Open up dev tools and type `'J'.charCodeAt(0)`

It will return 74.

*Why does 74 represent J?*

According to `charCodeAt`

, the first 128 codes match up with ASCII table. So it takes 7 bits (2^{7} = 128) to represent everything on the ASCII table, letters, numbers, common symbols, and other important ‘characters’ such as space, tab, line-feed and carriage return.

7 bits, or 7 0’s and 1’s….

*What does 74 translate to in bits in RAM or on disk?*

Or, how do you go from decimal to binary?

Whats the largest power of 2 that is less than 74? 64, or 2^{6}.

Take the remainder, (74 – 64 = 10), whats the largest power of 2 that is less than 10? 8, or 2^{3}.

Take the remainder (10 – 8 = 2), which is 2^{1}.

So 74 = 2^{6} + 2^{3} + 2^{1} = 64 + 8 + 2

Since the right-most digit of a binary number corresponds to 2^{0},

the 2nd from the right corresponds to 2^{1},

4th from the right corresponds to 2^{3}, and

7th from the right corresponds to 2^{6}.

(Think of it as a zero-indexed array starting from the right).

2^{7} |
2^{6} |
2^{5} |
2^{4} |
2^{3} |
2^{2} |
2^{1} |
2^{0} |

128 |
64 |
32 |
16 |
8 |
4 |
2 |
1 |

0 |
1 |
0 |
0 |
1 |
0 |
1 |
0 |

So the 7 *bits* used to represent the letter J on disk are `01001010`

.

*All this talk about bits, whats a byte?*

A *byte* is 8 bits. So one byte of computer space can represent up to 2^{8} (256) characters. In JavaScript, thats the first 128 on the ASCII table, then another 128 of other special characters.

If J can be represented by one byte, then 1 kb = 1024 bytes, or 1024 of the letter J.

Why 1024? Because computer scientists think in terms of binary, and 2^10 = 1024.

Then whats a MB? 2^20, or 1024^2, or 1,048,567 instances of the letter J.

But this is all assuming characters are 1 byte….

*Are all JS characters 1 byte?*

No, JS characters can be 1-4 bytes long. Special characters will take up more than 1-byte, and this is where you can get nasty bugs with JS if you’re not aware.

The docs for charCodeAt say that it returns values 65535 or less. Thats 2^{16}, or 2 bytes.

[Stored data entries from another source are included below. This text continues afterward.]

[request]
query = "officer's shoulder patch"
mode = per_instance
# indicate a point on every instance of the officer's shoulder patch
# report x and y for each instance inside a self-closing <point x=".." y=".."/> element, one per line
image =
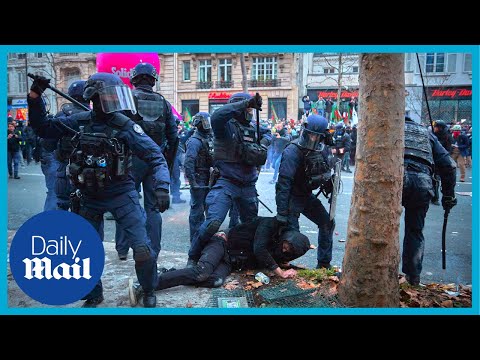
<point x="138" y="129"/>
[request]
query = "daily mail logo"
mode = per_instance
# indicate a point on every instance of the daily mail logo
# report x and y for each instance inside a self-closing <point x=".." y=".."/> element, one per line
<point x="57" y="257"/>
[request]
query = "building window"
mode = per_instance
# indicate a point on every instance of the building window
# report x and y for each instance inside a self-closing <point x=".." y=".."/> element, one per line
<point x="205" y="71"/>
<point x="186" y="71"/>
<point x="277" y="109"/>
<point x="22" y="86"/>
<point x="452" y="63"/>
<point x="467" y="63"/>
<point x="408" y="62"/>
<point x="189" y="109"/>
<point x="435" y="63"/>
<point x="214" y="105"/>
<point x="71" y="76"/>
<point x="264" y="68"/>
<point x="225" y="69"/>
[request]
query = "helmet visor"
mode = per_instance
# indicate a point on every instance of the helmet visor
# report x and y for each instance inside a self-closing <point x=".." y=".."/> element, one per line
<point x="205" y="121"/>
<point x="116" y="98"/>
<point x="310" y="139"/>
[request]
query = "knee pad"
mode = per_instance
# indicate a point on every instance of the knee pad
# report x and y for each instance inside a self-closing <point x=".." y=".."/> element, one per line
<point x="141" y="253"/>
<point x="217" y="282"/>
<point x="200" y="274"/>
<point x="212" y="228"/>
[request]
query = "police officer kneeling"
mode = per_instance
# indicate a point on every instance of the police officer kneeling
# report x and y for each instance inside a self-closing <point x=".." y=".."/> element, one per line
<point x="99" y="166"/>
<point x="259" y="243"/>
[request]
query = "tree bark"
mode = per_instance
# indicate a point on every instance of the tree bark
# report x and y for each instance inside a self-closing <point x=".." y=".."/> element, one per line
<point x="370" y="264"/>
<point x="244" y="73"/>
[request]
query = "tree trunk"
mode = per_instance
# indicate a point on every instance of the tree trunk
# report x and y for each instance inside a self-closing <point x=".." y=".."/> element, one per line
<point x="244" y="73"/>
<point x="339" y="82"/>
<point x="370" y="264"/>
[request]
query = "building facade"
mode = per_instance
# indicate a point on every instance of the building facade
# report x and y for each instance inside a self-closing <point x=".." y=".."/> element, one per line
<point x="18" y="84"/>
<point x="195" y="82"/>
<point x="448" y="83"/>
<point x="447" y="76"/>
<point x="324" y="73"/>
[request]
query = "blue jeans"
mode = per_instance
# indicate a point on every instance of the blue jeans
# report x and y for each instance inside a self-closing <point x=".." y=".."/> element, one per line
<point x="314" y="210"/>
<point x="142" y="175"/>
<point x="175" y="179"/>
<point x="219" y="201"/>
<point x="16" y="158"/>
<point x="276" y="166"/>
<point x="416" y="196"/>
<point x="49" y="165"/>
<point x="127" y="212"/>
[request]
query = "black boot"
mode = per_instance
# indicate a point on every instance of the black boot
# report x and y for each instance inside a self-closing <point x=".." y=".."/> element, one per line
<point x="149" y="299"/>
<point x="93" y="302"/>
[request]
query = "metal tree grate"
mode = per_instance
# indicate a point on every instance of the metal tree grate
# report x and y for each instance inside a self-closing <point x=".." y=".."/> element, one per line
<point x="219" y="293"/>
<point x="289" y="295"/>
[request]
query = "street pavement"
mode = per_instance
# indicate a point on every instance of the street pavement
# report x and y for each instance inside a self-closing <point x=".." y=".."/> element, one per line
<point x="27" y="195"/>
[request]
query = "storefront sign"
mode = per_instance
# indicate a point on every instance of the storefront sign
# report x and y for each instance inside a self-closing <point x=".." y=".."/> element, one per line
<point x="451" y="93"/>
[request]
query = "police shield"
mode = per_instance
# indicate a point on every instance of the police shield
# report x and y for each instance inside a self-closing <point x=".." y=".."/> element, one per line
<point x="149" y="106"/>
<point x="336" y="189"/>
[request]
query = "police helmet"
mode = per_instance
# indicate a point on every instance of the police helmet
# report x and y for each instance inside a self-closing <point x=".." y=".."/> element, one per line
<point x="75" y="90"/>
<point x="201" y="121"/>
<point x="239" y="97"/>
<point x="143" y="69"/>
<point x="312" y="132"/>
<point x="440" y="124"/>
<point x="298" y="245"/>
<point x="113" y="94"/>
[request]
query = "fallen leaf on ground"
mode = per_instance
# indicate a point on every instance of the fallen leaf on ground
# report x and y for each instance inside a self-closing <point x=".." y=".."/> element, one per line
<point x="447" y="303"/>
<point x="306" y="285"/>
<point x="231" y="285"/>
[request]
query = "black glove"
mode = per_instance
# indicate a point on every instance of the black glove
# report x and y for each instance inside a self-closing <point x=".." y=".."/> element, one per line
<point x="193" y="184"/>
<point x="40" y="84"/>
<point x="255" y="102"/>
<point x="448" y="202"/>
<point x="163" y="199"/>
<point x="282" y="220"/>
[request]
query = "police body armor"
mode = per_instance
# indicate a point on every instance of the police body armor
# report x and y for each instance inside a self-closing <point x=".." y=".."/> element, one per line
<point x="417" y="145"/>
<point x="338" y="141"/>
<point x="316" y="167"/>
<point x="64" y="146"/>
<point x="151" y="114"/>
<point x="98" y="159"/>
<point x="204" y="160"/>
<point x="243" y="149"/>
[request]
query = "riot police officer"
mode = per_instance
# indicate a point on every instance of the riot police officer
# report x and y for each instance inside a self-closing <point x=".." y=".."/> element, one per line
<point x="342" y="144"/>
<point x="99" y="166"/>
<point x="306" y="165"/>
<point x="198" y="161"/>
<point x="154" y="115"/>
<point x="237" y="156"/>
<point x="63" y="187"/>
<point x="424" y="156"/>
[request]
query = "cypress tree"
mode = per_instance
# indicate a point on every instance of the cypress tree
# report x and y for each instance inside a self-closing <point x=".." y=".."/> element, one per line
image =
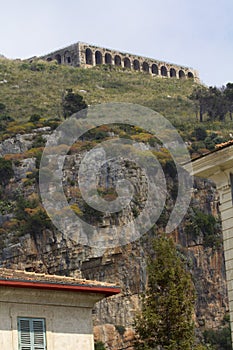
<point x="166" y="318"/>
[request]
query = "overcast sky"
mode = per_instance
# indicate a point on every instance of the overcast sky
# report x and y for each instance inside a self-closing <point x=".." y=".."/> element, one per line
<point x="195" y="33"/>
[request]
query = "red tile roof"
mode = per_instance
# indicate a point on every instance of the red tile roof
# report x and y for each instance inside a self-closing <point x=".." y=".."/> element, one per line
<point x="23" y="279"/>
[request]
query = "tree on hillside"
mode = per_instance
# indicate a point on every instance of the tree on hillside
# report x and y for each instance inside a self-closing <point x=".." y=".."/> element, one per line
<point x="6" y="171"/>
<point x="228" y="94"/>
<point x="72" y="103"/>
<point x="199" y="96"/>
<point x="166" y="318"/>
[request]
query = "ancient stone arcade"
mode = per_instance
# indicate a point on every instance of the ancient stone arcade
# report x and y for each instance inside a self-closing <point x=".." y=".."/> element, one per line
<point x="85" y="55"/>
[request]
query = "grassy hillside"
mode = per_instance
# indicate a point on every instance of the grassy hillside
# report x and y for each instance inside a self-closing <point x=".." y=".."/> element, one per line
<point x="27" y="89"/>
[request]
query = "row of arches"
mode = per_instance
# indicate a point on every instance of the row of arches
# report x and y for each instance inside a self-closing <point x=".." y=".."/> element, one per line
<point x="62" y="59"/>
<point x="98" y="58"/>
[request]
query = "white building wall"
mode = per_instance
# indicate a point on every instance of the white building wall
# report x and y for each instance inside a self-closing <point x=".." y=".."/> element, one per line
<point x="68" y="317"/>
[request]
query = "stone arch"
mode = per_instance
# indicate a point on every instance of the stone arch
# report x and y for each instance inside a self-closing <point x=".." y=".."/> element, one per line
<point x="58" y="58"/>
<point x="154" y="69"/>
<point x="117" y="60"/>
<point x="145" y="67"/>
<point x="108" y="58"/>
<point x="127" y="63"/>
<point x="136" y="65"/>
<point x="190" y="75"/>
<point x="89" y="56"/>
<point x="98" y="57"/>
<point x="67" y="57"/>
<point x="172" y="73"/>
<point x="164" y="71"/>
<point x="181" y="74"/>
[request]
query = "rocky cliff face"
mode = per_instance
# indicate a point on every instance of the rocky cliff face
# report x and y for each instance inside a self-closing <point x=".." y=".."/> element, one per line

*So what about characters that are 4-bytes long?*

They’re represented by surrogate char codes, two char codes joined together to represent a char.

Try: `'𐐷'.charCodeAt(0)`

`'𐐷'.charCodeAt(1)`

You’ll get two separate char codes!

*Who cares? How does this lead to bugs?*

You can’t always rely on String.prototype.length to return the number of characters in a string. Suppose you are validating the length of a string, how should you handle special characters? Because:

”.length

Will return a value of 2.

This is boring, can you end with a joke?

Sure. There are 10 types of people in this world: those who understand binary, and those who don’t.